Laboratory Investigations Into The Origins Of Organic Chemistry

The chain of chemical reactions leading towards life is thought to begin in molecular clouds when atomic carbon is fixed into molecules, initiating the synthesis of complex organic species. Spectroscopic observations, combined with sophisticated astrochemical models to interpret the collected spectra, provide much of our knowledge of this process. However, uncertainties in the underlying chemical data in these models limit our understanding of the molecular universe. Theory provides little insight as fully quantum mechanical calculations for reactions with four or more atoms are too complex for current capabilities. Measurements of rate coefficients for reactions of C with molecular ions are extremely challenging. This is due to the difficulty in producing a sufficiently intense and well characterized beam of neutral carbon atoms. We have developed a novel merged beam apparatus to study reactions of neutral atomic C with molecular ions. A C_- beam is created in a cesium ion sputter source and accelerated to 28 keV. A series of apertures and electrostatic optics create a collimated beam. Using an 808 nm (1.53 eV) laser beam, ~4% of the C_- beam is neutralized via photodetachment. We produce a pure ground term neutral C beam by electrostatically removing the remaining C_-. A velocity matched, co-propagating H³₊ beam at 7.05 keV, created with a duoplasmatron source, is then merged with the C beam.

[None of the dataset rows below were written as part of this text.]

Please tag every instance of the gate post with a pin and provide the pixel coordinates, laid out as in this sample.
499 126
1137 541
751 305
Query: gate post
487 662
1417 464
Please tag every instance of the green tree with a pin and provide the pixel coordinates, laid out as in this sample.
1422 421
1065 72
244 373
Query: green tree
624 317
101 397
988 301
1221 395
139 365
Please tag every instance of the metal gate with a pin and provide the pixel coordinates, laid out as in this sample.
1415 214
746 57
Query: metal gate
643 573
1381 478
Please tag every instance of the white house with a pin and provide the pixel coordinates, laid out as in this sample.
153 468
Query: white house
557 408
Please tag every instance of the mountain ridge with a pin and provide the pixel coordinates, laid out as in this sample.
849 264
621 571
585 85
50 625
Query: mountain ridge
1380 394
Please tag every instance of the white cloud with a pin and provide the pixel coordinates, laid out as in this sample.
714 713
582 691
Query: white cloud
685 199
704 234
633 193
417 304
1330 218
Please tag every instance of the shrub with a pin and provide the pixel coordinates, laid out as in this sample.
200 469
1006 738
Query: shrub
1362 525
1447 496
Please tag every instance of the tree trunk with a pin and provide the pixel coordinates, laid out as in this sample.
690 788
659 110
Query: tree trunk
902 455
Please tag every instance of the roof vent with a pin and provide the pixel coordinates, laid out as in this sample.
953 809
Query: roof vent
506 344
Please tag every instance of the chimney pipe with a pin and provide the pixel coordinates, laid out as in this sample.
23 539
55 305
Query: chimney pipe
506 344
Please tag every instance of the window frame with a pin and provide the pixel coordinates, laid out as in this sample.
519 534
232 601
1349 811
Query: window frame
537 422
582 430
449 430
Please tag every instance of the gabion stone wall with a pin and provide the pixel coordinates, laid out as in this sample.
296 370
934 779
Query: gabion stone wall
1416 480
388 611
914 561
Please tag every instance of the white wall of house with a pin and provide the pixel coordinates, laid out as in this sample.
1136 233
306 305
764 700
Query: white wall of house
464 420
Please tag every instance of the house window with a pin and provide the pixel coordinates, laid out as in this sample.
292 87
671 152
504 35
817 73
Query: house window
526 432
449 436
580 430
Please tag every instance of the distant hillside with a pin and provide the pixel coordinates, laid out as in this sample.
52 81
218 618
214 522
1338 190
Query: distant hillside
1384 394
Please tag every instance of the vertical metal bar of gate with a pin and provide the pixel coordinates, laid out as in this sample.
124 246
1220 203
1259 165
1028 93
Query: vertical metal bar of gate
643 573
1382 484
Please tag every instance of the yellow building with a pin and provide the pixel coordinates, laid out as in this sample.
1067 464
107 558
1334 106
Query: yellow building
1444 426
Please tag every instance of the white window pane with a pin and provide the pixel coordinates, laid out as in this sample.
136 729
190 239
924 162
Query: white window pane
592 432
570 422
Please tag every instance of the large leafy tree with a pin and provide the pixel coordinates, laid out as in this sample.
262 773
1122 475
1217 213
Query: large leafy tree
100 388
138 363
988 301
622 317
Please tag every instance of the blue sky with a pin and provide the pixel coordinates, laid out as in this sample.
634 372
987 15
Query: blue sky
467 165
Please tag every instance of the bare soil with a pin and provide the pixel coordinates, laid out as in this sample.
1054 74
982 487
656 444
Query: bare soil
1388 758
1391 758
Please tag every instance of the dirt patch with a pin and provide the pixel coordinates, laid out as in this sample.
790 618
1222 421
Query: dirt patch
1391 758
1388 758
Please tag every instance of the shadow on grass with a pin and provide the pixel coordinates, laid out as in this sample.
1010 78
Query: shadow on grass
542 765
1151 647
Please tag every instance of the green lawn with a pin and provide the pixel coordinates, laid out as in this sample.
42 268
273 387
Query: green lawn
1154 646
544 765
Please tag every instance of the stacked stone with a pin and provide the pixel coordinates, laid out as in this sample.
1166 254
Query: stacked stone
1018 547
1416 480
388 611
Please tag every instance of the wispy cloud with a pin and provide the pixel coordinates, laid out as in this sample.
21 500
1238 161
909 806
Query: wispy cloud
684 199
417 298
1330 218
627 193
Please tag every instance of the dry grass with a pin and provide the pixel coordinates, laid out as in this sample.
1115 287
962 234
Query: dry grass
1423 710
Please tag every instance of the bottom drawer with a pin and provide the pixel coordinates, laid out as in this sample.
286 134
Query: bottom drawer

The merged beams method allows us to use fast beams, which are easy to handle and monitor, while being able to achieve relative collision energies down to some tens of meV. An electrostatic energy analyzer separates and detects the charged end products of the different reaction channels. The reactions rate coefficients are determined by measuring all the relevant currents, beam shapes, energies, signal counts and background rates. We have measured the absolute rate coefficients for C + H³₊ → CH₊ + H² and C + H³₊ → CH²₊ + H. Since H³₊ is ubiquitous in molecular clouds, these reactions are some of the first steps leading to the formation of complex organic molecules within such clouds. Our reaction studies will help to provide a better basis for astrochemical models and benchmarks for future theoretical development.